By all accounts, Kerry worked doggedly to bring the two mistrustful parties to the table. He was bullish on his prospects for success. But, as recounted in an article in The American Interest last year by Israeli Brig.-Gen. Mike Herzog — who has been involved in every significant peace negotiation between the Palestinians and Israelis since 1993 —Kerry was hopeless.
Herzog portrays Kerry as having been weighted by hubris more than an understanding of the parties and their complex, nuanced relationship. He was in way over his head yet was convinced his brilliance would solve everything.
He seems to have learned nothing.

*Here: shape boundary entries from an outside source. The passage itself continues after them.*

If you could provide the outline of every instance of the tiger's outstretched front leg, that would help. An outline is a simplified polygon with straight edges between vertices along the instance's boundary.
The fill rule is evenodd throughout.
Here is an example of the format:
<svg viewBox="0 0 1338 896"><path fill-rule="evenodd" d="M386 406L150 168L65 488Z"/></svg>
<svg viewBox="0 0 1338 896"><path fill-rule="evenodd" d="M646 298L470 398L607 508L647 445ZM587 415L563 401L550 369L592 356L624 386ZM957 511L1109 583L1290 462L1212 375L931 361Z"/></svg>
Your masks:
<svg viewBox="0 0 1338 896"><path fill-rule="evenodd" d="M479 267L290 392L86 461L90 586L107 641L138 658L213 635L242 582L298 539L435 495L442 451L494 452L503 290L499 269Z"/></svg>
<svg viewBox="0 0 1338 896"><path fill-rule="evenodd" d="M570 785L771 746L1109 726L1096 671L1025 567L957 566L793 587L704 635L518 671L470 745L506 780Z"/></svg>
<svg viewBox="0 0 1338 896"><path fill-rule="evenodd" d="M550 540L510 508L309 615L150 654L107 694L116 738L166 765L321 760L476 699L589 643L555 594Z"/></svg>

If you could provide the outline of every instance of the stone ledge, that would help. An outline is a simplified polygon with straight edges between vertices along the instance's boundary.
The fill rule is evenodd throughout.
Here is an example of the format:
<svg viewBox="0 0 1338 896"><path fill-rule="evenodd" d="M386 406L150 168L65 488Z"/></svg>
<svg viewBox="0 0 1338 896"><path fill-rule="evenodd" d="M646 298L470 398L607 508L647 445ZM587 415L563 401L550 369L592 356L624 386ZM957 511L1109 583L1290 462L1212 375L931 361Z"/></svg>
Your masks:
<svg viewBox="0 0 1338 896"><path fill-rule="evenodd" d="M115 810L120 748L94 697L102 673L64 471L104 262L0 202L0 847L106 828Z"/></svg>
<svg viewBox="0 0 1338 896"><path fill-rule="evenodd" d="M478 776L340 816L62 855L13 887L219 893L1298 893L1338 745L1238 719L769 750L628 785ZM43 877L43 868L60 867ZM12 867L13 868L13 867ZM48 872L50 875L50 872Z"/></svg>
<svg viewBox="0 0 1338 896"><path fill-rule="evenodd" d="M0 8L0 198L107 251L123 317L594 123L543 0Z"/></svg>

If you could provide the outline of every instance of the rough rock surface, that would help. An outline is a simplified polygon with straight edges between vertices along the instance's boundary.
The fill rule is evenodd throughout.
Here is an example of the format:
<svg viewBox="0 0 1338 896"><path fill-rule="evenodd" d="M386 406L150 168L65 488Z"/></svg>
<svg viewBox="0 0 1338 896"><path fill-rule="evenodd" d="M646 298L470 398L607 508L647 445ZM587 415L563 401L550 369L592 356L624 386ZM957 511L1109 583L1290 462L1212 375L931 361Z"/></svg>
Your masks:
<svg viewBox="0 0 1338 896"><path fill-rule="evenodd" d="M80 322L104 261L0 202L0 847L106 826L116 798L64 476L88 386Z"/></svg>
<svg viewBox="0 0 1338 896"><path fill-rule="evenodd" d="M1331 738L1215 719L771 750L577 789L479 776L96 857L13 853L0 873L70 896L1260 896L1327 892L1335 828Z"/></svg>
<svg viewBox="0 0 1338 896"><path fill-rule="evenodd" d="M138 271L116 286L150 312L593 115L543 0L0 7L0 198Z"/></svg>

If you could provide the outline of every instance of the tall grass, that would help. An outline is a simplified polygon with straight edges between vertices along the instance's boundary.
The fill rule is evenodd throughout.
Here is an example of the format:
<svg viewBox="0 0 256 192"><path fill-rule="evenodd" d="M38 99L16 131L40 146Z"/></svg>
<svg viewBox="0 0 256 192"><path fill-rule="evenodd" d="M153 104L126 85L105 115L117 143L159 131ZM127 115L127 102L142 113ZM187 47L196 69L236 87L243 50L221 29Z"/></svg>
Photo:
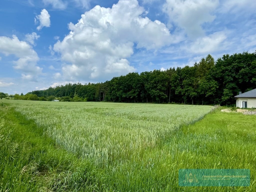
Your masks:
<svg viewBox="0 0 256 192"><path fill-rule="evenodd" d="M18 172L30 170L27 180L34 185L26 186L31 191L256 190L254 116L217 112L193 124L211 107L4 103L16 111L9 107L3 119L6 125L15 122L17 127L11 127L10 140L27 148L30 154ZM19 132L14 136L14 131ZM7 132L2 135L6 136ZM249 169L251 186L178 186L179 169L207 168ZM2 177L4 184L15 177L7 175Z"/></svg>

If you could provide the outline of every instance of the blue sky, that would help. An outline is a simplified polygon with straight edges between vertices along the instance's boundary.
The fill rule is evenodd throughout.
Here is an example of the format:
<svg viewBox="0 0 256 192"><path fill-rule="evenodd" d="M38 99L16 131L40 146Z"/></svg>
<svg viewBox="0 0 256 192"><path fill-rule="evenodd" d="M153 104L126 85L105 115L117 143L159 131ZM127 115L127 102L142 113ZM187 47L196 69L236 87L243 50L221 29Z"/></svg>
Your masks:
<svg viewBox="0 0 256 192"><path fill-rule="evenodd" d="M0 92L253 52L255 10L254 0L1 0Z"/></svg>

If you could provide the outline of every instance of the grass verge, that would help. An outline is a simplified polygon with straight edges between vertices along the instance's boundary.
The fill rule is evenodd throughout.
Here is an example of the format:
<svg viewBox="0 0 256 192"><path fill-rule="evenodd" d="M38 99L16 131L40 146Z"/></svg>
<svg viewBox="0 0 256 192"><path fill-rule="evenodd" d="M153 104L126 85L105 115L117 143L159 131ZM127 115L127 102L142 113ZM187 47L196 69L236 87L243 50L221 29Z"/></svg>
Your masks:
<svg viewBox="0 0 256 192"><path fill-rule="evenodd" d="M161 147L168 150L145 152L146 162L103 168L64 150L33 121L2 103L0 191L256 191L255 116L217 111L168 137ZM249 169L251 185L180 187L183 168Z"/></svg>

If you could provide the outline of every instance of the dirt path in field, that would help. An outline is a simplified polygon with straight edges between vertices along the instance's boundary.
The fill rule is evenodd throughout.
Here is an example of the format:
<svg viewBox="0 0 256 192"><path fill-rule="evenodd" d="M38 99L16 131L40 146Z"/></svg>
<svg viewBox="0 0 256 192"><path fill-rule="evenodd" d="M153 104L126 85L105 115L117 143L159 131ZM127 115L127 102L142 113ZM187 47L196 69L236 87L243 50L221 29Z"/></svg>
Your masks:
<svg viewBox="0 0 256 192"><path fill-rule="evenodd" d="M225 109L222 109L220 110L221 112L226 112L226 113L242 113L245 115L256 115L256 111L253 110L252 111L251 110L248 109L237 109L235 111L232 111L230 108L228 108Z"/></svg>

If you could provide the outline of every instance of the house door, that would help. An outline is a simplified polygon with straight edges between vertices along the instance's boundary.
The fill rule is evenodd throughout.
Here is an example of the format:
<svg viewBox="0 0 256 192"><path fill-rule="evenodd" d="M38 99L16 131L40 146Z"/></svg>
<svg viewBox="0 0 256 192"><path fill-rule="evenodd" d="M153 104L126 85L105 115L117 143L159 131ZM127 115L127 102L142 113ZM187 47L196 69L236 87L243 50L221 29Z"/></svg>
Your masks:
<svg viewBox="0 0 256 192"><path fill-rule="evenodd" d="M243 101L243 108L247 108L247 101Z"/></svg>

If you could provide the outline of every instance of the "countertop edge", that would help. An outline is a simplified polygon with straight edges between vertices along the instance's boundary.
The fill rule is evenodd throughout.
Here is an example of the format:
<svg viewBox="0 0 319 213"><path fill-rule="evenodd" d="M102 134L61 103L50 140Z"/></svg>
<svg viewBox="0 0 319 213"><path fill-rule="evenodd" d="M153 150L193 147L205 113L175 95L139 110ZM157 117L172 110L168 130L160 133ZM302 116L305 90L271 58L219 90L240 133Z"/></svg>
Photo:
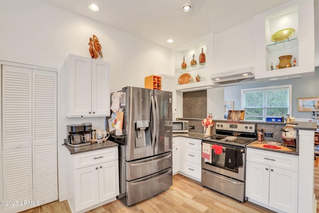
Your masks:
<svg viewBox="0 0 319 213"><path fill-rule="evenodd" d="M246 145L246 148L255 149L259 150L263 150L263 151L266 151L270 152L287 154L288 155L296 155L297 156L299 156L299 153L297 152L297 149L293 147L287 147L288 148L292 150L291 152L290 152L290 151L281 151L280 150L275 149L268 149L266 148L261 148L261 147L255 147L254 146L252 146L254 144L264 144L264 143L267 143L267 141L255 141Z"/></svg>
<svg viewBox="0 0 319 213"><path fill-rule="evenodd" d="M88 152L92 152L97 150L100 150L104 149L110 148L118 147L119 144L113 141L107 141L103 143L94 143L91 145L84 146L80 147L72 147L68 145L64 146L70 155L75 155L77 154L84 153Z"/></svg>

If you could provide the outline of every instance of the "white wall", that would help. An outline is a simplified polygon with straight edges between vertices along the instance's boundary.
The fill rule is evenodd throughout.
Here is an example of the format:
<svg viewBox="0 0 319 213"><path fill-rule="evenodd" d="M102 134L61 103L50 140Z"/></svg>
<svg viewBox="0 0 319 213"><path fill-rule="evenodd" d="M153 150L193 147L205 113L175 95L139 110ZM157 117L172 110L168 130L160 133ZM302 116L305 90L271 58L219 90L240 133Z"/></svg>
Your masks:
<svg viewBox="0 0 319 213"><path fill-rule="evenodd" d="M172 52L41 0L1 1L0 27L0 60L59 69L59 193L60 199L64 200L67 162L65 148L61 144L66 138L66 125L91 122L93 128L104 129L105 120L103 117L65 117L67 83L60 69L68 54L90 57L89 38L95 34L102 45L104 60L111 63L111 91L114 91L127 85L144 87L146 76L173 75Z"/></svg>

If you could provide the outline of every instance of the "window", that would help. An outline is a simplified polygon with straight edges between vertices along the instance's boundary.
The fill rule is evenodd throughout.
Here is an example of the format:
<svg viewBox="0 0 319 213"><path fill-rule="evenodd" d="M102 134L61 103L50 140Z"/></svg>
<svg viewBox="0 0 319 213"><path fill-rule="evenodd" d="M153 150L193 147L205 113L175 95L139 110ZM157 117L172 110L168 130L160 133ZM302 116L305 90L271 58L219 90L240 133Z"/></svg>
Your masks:
<svg viewBox="0 0 319 213"><path fill-rule="evenodd" d="M291 91L291 85L242 89L245 119L265 121L266 117L290 114Z"/></svg>

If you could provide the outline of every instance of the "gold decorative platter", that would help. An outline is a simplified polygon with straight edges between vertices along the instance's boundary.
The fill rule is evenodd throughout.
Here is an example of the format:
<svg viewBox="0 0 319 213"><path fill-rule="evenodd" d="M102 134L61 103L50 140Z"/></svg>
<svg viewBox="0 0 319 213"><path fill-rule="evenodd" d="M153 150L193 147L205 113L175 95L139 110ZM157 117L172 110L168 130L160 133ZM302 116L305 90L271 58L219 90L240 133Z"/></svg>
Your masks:
<svg viewBox="0 0 319 213"><path fill-rule="evenodd" d="M189 82L189 79L191 78L190 75L188 73L182 74L178 78L178 83L179 84L185 84Z"/></svg>
<svg viewBox="0 0 319 213"><path fill-rule="evenodd" d="M295 34L294 29L287 28L276 32L271 36L270 39L274 42L279 42L289 39L294 34Z"/></svg>

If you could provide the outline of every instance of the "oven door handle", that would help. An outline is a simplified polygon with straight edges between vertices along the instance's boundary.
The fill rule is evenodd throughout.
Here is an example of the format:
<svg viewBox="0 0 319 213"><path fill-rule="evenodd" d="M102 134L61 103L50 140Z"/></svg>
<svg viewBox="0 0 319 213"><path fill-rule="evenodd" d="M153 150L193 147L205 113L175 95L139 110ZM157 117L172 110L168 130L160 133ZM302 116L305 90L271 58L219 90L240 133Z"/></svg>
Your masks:
<svg viewBox="0 0 319 213"><path fill-rule="evenodd" d="M205 173L207 174L207 175L211 175L212 176L214 176L214 177L215 177L215 178L219 178L219 179L220 179L223 180L224 180L224 181L227 181L227 182L230 182L230 183L231 183L232 184L237 184L237 185L242 185L243 184L244 184L243 183L235 182L234 182L234 181L230 181L230 180L228 180L228 179L226 179L226 178L222 178L221 177L217 176L217 175L213 175L213 174L209 174L209 173L207 173L207 172L206 172L206 171L204 171L203 172L204 172Z"/></svg>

Earlier this month, Kerry was reported to have inserted himself into this imbroglio, telling a PA negotiator and longtime confidante of Abbas’s to advise him to resist Trump and “hold on and be strong” because the president would likely be out of the White House within a year. Kerry denies the report (as he has before when similar leaks have backfired).
Haley hasn’t addressed the alleged nuisance meddling of former Obama officials. She’s focusing her sights on the only person who can effect real change in the stalemate between Israel and the PA: President Mahmoud Abbas.
“Where is the Palestinian Anwar Sadat?” asked Haley in the Security Council Chamber, referring to the Egyptian president who took bold risks to make peace with Israel. “If President Abbas demonstrates he can be that type of leader, we would welcome it. His recent actions demonstrate the total opposite.”
The Trump administration isn’t being patronizing to Abbas. On the contrary, it is finally treating him as an equal, a leader capable of so much more than sowing corruption and misery. One can only hope that he recognizes the importance of this moment and can muster the strength of character to end the cycle of cowardly deception.
Vivian Bercovici was Canada’s ambassador to Israel from 2014 to 2016. She lives in Tel Aviv.